The Rand's recent tanking and subsequent partial recovery has once again raised concerns about the currency's vulnerability. Since the beginning of August the local currency has seen a weakening of approximately 60.5%, falling from its high of R7.21 to its low of R11.58 to the US Dollar. Despite the fact that the currency has regained some of its strength, it still remains highly volatile relative to the Dollar, Euro and Sterling. There are a number of reasons for the currency's volatility, the most notable being the global risk aversion which has arisen out of the credit fallout. Despite the fact that the subprime and subsequent credit crisis started out as a developed economy problem, global investors still tend to consider emerging market assets as being more risky, and hence tend to dump these whenever they become anxious about the goings on in the US and Europe. Traditionally this flight to safety would have seen an increase in the demand for Gold as a safe haven which would have had a positive effect on our local economy. However, recently investors have started to favour the protection provided by US treasuries over that provided by the precious metal.

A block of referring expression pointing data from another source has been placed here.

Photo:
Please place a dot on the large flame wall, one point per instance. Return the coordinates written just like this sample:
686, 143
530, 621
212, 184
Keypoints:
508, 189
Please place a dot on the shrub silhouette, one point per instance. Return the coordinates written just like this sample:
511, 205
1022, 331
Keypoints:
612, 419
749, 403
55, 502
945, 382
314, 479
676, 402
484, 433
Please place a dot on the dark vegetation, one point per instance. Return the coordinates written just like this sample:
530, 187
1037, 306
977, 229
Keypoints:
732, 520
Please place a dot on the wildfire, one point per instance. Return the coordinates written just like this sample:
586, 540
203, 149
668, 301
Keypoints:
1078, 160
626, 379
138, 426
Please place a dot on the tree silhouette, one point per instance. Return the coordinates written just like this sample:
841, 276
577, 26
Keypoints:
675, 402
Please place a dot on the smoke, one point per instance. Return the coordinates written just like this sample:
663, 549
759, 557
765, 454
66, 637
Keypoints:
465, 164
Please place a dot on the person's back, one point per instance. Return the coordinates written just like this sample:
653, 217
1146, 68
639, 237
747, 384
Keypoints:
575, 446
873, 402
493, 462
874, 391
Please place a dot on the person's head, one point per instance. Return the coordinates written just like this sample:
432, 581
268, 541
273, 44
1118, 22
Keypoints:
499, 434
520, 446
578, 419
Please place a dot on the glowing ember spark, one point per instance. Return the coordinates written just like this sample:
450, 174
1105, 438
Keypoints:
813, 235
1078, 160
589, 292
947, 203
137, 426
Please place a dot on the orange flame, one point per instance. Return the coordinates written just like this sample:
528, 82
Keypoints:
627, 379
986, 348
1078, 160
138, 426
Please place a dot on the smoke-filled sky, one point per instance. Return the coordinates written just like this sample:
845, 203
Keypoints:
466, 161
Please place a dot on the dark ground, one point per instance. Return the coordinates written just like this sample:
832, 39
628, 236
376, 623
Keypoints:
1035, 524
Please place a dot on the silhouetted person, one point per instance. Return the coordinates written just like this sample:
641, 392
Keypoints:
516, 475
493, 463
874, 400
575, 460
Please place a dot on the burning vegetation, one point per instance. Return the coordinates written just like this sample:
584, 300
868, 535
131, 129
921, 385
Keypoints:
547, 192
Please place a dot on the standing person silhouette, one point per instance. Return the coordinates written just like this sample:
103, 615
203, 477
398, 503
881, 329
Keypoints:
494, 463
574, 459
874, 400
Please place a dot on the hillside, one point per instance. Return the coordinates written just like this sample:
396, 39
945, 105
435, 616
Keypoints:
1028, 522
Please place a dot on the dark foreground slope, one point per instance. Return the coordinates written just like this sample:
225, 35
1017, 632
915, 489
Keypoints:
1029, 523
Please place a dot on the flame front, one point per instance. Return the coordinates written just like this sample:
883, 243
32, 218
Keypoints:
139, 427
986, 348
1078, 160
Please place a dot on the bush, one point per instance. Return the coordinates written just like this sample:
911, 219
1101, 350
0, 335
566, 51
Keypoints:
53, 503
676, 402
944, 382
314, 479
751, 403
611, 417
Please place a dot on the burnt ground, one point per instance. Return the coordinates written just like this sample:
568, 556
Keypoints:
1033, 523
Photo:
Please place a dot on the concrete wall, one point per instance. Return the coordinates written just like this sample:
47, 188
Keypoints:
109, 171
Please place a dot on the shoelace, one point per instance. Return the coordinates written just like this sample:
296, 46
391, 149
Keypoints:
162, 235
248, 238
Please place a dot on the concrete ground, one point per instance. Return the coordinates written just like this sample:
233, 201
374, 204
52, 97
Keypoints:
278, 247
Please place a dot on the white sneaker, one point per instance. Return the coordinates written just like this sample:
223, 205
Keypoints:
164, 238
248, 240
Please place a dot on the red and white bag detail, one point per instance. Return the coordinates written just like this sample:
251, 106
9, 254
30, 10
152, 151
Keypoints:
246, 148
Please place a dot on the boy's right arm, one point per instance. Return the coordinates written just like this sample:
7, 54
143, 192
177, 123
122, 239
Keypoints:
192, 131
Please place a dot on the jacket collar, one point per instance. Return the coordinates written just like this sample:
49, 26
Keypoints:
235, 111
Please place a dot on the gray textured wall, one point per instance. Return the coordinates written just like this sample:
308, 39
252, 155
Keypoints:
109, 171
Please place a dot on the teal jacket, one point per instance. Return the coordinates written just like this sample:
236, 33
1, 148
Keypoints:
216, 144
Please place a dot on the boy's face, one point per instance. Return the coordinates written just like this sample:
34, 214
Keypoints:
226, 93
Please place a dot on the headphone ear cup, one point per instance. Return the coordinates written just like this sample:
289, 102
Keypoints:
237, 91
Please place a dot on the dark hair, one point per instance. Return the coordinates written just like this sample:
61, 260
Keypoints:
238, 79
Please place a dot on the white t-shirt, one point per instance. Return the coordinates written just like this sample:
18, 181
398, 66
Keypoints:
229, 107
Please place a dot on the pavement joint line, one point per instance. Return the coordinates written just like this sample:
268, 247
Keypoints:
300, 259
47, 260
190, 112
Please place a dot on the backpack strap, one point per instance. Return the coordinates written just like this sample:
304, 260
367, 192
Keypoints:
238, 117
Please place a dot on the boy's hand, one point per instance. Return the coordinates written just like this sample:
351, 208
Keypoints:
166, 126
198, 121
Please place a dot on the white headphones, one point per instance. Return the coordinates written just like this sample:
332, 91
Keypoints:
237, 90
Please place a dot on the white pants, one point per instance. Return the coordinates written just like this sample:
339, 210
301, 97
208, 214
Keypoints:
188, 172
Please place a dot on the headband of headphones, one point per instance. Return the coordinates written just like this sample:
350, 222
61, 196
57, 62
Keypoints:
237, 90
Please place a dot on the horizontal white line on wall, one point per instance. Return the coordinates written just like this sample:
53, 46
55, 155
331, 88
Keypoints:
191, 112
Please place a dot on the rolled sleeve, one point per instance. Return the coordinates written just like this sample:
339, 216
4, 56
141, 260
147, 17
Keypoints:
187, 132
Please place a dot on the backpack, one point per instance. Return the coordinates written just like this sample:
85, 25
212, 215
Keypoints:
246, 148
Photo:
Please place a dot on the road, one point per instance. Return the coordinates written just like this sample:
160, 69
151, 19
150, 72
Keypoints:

The bitter irony is that the tradability of our currency, which is underpinned by the sophistication of our financial and banking systems, makes it easier for foreign investors to dump our currency as opposed to the currencies of other developing countries. This year to date foreigners were net sellers of SA equities to the tune of approximately R40 billion compared to last year's net purchases of approximately R60 billion. Other sources of short term speculative inflows arise out of the exploitation of our high interest rates relative to that of developed countries. The practice of borrowing at low interest rates abroad in order to lend locally at much higher interest rates is referred to as the carry trade, and adds to the complexity of the Reserve Bank's decision of how to alter interest rates going forward. Both consumers and the SARB will, however, find some relief in the fact that the CPIX index which is used by the reserve bank as an inflation target measure has fallen from 13.6% in August to 13.0% in September. This shows that despite the weakened currency, the nearly 50% drop in the oil price from its high in middle July has now started to filter through. Not only have consumers benefited from the low oil price by a 45c drop in the petrol price, but if all things remain equal we could very well find ourselves at the top of the interest rate cycle.